La direction est hors-la-loi !

Temps de travail des journalistes au forfait jours

C’est une nouveauté de la rentrée 2019. Des horaires fleurissent sur les tableaux de service des journalistes au forfait jours. Il y a de tout, du 7h30/17h00 au 13h00/23h00. Pas de coupure repas, à chacun de se débrouiller comme il peut. Les rédactions sont sommées par la direction de respecter ces horaires affichés. En toute illégalité.
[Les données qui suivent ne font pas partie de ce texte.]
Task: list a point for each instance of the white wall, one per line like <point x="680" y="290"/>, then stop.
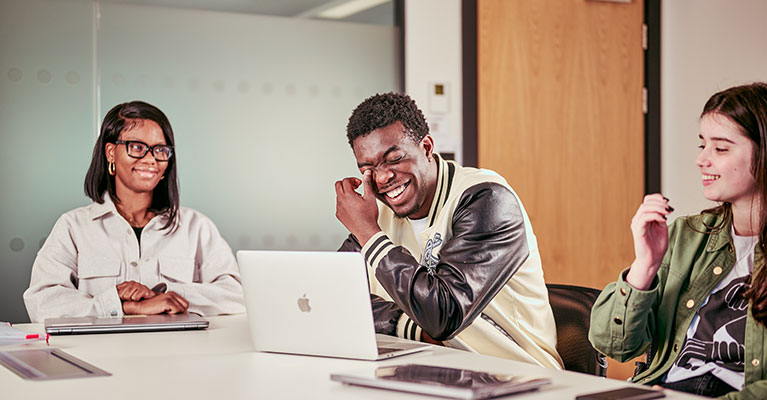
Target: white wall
<point x="433" y="55"/>
<point x="707" y="46"/>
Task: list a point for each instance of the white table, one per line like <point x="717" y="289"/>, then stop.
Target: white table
<point x="220" y="364"/>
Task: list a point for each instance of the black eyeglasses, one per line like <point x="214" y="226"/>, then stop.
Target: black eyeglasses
<point x="137" y="149"/>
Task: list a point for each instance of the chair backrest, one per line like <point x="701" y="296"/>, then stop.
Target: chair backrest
<point x="572" y="310"/>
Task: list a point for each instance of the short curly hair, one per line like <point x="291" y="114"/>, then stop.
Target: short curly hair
<point x="383" y="110"/>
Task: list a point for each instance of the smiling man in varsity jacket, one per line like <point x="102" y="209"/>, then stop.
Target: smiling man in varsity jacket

C’est une pression quotidienne sur les journalistes et une situation paradoxale :

-D’un côté, l’injonction de produire plus et mieux. Conséquence : la direction adore le forfait jour, il évite heures supplémentaires et complications de planning.

-De l’autre, la direction prétend imposer des horaires contraignants. Il s’agit de visser les journalistes à leur travail et d’éviter de payer des astreintes. Ainsi, ils pourront enchaîner reportage, web, chronique et desk, 10 heures d’affilée et plus.

Pourtant, la direction le sait parfaitement : en agissant ainsi, elle est hors-la-loi. La chambre sociale de la cour de cassation est très claire : un cadre autonome au forfait jours ne peut pas être soumis à un planning contraignant imposant sa présence à des horaires déterminés.

Si un salarié est astreint à des horaires précis, il peut saisir la justice pour faire constater l’annulation de fait du forfait jours. Il obtiendrait alors le paiement rétroactif de multiples heures supplémentaires, voire la condamnation de l’entreprise pour travail dissimulé.

Le forfait jour est borné de manière précise par l’accord collectif FTV :

Le temps de travail effectif, hors pause repas, « ne peut dépasser 48 heures ou 44 heures en moyenne sur une période de 12 semaines consécutives ». Chaque semaine, sur « mon kiosque », il est nécessaire de valider un auto-déclaratif du nombre de jours travaillés, et surtout d’indiquer « les dépassements effectués qui donneront lieu à récupérations »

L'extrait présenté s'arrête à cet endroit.